Constructing Problems

Optimization problems can be created using their corresponding constructors. The two examples below illustrate the construction of the single- and multi-objective optimization problems defined above.

Construct a single-objective problem

# problem parameters
ndecn = 10
decn_space_lower = numpy.repeat(-1.0, ndecn)
decn_space_upper = numpy.repeat(1.0, ndecn)
decn_space = numpy.stack([decn_space_lower, decn_space_upper])
nobj = 1

soprob = DummySingleObjectiveRealProblem(
    ndecn = ndecn,
    decn_space = decn_space,
    decn_space_lower = decn_space_lower,
    decn_space_upper = decn_space_upper,
    nobj = nobj
)

Construct a multi-objective problem

# problem parameters
ndecn = 10
decn_space_lower = numpy.repeat(-1.0, ndecn)
decn_space_upper = numpy.repeat(1.0, ndecn)
decn_space = numpy.stack([decn_space_lower, decn_space_upper])
nobj = 2

moprob = DummyMultiObjectiveRealProblem(
    ndecn = ndecn,
    decn_space = decn_space,
    decn_space_lower = decn_space_lower,
    decn_space_upper = decn_space_upper,
    nobj = nobj
)

Evaluating candidate solutions

Single, candidate solutions can be evaluated using the evalfn method.

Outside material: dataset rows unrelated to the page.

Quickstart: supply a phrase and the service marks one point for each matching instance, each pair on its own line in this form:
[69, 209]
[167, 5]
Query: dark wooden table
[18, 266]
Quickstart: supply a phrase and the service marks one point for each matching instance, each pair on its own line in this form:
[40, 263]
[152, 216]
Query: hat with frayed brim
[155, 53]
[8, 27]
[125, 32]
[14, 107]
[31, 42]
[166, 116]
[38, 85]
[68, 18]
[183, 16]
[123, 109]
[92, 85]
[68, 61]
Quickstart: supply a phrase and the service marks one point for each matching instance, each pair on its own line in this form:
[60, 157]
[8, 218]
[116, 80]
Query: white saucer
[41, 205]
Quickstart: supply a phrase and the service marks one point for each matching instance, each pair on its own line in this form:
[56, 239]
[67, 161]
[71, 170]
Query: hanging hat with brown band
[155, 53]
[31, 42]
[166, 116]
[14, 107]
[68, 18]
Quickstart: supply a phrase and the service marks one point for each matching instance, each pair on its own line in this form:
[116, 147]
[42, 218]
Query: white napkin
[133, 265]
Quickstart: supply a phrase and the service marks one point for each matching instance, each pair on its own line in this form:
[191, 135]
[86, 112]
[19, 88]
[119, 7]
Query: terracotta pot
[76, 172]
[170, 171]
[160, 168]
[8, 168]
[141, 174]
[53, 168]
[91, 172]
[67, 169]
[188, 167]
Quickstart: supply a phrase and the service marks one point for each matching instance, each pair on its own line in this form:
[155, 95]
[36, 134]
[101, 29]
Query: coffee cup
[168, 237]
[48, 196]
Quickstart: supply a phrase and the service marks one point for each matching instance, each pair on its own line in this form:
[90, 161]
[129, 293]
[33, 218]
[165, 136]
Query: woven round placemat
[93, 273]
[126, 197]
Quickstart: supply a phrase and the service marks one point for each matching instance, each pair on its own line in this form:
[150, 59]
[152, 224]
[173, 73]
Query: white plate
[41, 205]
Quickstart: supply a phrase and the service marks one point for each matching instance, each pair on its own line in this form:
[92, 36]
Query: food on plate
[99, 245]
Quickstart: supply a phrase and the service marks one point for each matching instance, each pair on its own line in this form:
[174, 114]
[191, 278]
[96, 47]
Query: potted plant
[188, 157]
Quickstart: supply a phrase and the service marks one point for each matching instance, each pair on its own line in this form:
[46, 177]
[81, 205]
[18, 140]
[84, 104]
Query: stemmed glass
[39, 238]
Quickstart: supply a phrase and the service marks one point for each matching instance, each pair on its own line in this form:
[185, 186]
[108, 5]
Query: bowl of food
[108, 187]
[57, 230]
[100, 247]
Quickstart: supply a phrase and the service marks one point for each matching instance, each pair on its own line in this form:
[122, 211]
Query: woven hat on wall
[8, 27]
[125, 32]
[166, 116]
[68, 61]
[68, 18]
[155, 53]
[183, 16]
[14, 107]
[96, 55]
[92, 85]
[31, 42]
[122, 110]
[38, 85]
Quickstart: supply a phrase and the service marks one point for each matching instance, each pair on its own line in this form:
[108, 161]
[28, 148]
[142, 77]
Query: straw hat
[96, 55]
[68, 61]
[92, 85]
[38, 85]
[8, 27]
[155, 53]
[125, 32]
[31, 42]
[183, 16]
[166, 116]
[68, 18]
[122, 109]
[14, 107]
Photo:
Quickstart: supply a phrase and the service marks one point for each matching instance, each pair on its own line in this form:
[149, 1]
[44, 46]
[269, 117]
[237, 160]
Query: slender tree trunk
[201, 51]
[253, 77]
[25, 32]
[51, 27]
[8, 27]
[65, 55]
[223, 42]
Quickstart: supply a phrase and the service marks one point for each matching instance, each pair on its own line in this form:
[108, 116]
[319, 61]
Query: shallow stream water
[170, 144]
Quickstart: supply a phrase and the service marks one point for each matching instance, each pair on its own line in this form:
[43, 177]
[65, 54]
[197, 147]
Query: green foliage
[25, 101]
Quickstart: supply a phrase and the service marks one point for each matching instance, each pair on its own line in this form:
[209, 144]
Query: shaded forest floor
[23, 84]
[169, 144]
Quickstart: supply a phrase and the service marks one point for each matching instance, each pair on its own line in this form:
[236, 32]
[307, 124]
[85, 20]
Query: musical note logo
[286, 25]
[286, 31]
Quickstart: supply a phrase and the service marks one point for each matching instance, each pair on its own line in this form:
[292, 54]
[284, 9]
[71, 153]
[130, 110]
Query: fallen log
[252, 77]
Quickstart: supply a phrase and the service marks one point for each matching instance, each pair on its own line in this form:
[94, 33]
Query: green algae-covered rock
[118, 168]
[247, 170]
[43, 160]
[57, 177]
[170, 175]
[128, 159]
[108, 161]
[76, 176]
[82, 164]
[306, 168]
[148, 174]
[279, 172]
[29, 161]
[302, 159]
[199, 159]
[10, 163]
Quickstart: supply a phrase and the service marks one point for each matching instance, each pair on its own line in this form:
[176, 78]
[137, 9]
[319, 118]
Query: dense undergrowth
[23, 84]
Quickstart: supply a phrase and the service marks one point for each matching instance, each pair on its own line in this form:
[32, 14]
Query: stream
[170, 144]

In PyBrOpS, candidate solution vectors must be evaluated individually, as is defined by the Problem interface.

# create a random vector in the decision space
cand = numpy.random.uniform(-1.0, 1.0, ndecn)

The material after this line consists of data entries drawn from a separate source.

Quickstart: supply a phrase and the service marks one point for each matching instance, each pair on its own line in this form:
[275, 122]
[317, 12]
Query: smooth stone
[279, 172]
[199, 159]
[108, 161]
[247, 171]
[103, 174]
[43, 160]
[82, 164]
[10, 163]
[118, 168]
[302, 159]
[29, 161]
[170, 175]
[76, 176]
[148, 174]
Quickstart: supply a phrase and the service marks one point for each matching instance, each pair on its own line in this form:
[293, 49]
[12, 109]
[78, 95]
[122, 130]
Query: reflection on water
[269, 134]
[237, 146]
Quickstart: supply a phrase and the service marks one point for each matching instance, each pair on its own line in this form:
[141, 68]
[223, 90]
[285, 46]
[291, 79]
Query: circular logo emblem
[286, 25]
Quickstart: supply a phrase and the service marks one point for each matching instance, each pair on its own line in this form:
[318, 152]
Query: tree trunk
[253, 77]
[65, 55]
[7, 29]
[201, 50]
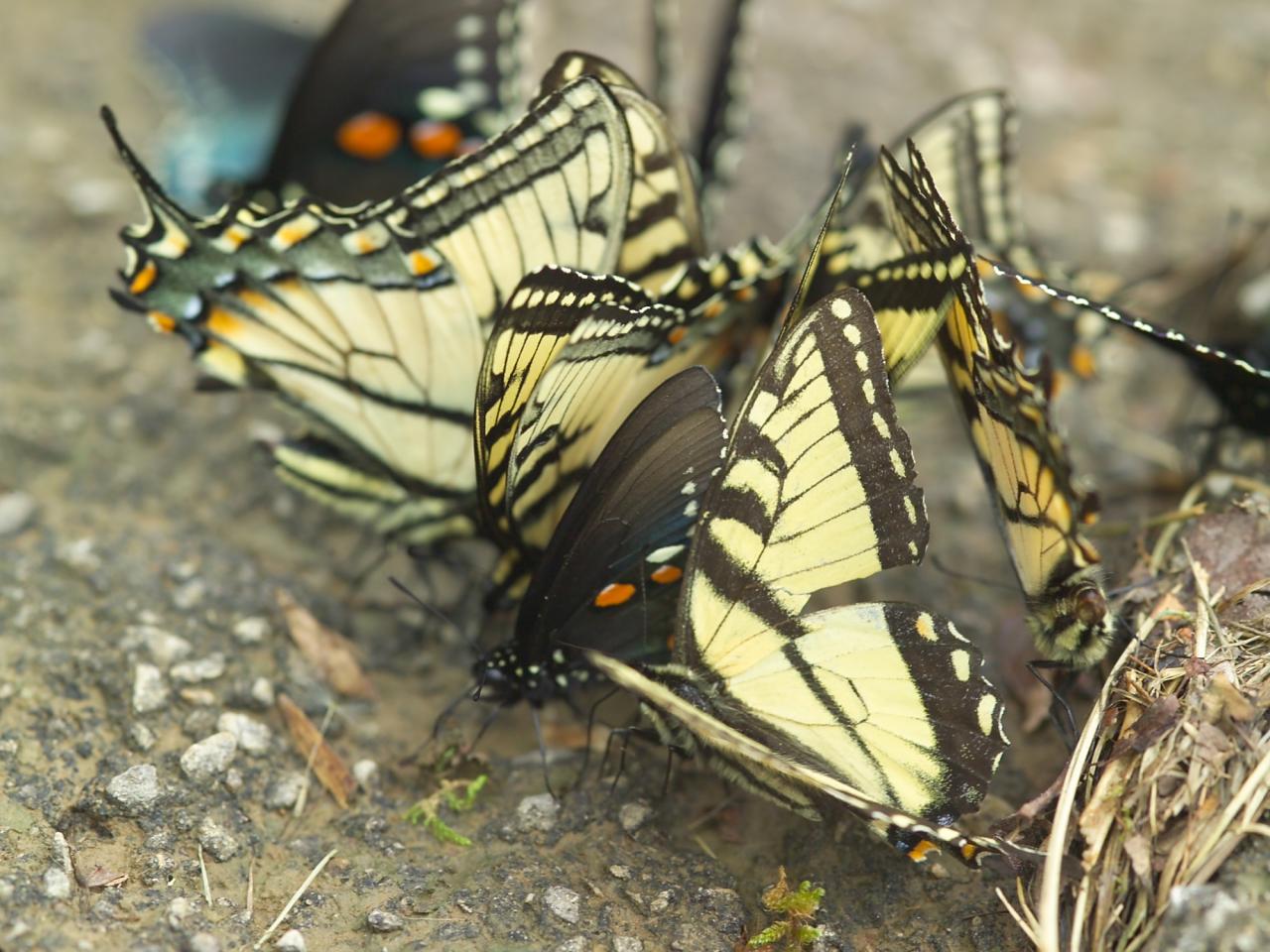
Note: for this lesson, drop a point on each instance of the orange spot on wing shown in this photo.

# evaluate the candidate solution
obj1, ineqcv1, eqcv1 = soprob.evalfn(cand)  # obj1 is length 1
obj2, ineqcv2, eqcv2 = moprob.evalfn(cand)  # obj2 is length 2

# create 5 random vectors in the decision space
cands = numpy.random.uniform(-1.0, 1.0, (5,ndecn))

# evaluate the candidate solutions and unpack into components
evaluations = [soprob.evalfn(cand) for cand in cands]
obj1, ineqcv1, eqcv1 = zip(*evaluations)
obj1 = numpy.stack(obj1)        # convert list to 2d array
ineqcv1 = numpy.stack(ineqcv1)  # convert list to 2d array
eqcv1 = numpy.stack(eqcv1)      # convert list to 2d array

evaluations = [moprob.evalfn(cand) for cand in cands]
obj2, ineqcv2, eqcv2 = zip(*evaluations)
obj2 = numpy.stack(obj2)        # convert list to 2d array
ineqcv2 = numpy.stack(ineqcv2)  # convert list to 2d array
eqcv2 = numpy.stack(eqcv2)      # convert list to 2d array